Although tackling misleading advertising forms the bulk of our work, complaints about taste and decency are often the most high profile. Our investigations and rulings can result in widespread adverse publicity for the company concerned and advertisers can be required to have posters pre-vetted by us for two years if they publish something offensive.
The advertising rules state ads must not contain anything that is likely to cause serious or widespread offence, and specifies that special care must be taken to avoid causing offence on the grounds of race, religion, gender, sexual orientation, disability and age.
Decisions about harm and offence matters are judged based on the context of the ad, the medium in which it appeared, the audience it was targeted at, the product and prevailing standards in society.
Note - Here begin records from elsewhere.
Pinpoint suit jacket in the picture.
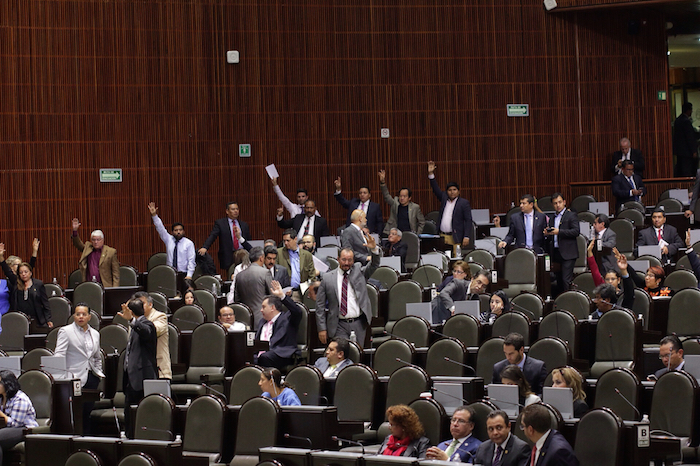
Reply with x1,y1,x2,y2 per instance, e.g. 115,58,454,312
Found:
314,356,352,377
72,235,119,288
438,435,481,463
380,184,425,235
316,253,379,338
202,217,252,270
379,435,430,459
492,356,547,395
611,173,647,212
340,225,370,264
548,209,581,260
474,434,532,466
124,316,158,392
255,296,305,358
54,322,105,385
610,149,644,176
233,264,270,330
334,193,384,235
430,178,474,246
503,210,548,254
148,308,173,379
277,214,331,238
277,247,316,282
537,429,578,466
637,223,685,256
We recognise some people might always be offended by certain products or services being advertised regardless of whether the ad itself sticks to the rules, however if the product or service is a legal one then we cannot ban it from being advertised altogether.
As well as being careful not to cause offence, advertisers need to ensure their ads are socially responsible and should not condone or encourage an unsafe practice.
However, it is not completely against the rules to show a dangerous or unsafe practice in an ad as long as most people are likely to understand that the situation depicted should not be imitated - although extra care should be taken if these kinds of ads are likely to be seen by children. For example products that require users to wear protective equipment should depict this in their ads
There are some specific rules linked to safety which advertisers from specific sectors should be aware of, such as those related to motoring. Advertisers should not encourage consumers to drink and drive, drive irresponsibly or break the law, nor should ads depict vehicles in dangerous or unwise situations. Furthermore, it is prohibited for speed or acceleration claims to be the predominant message of motoring ads.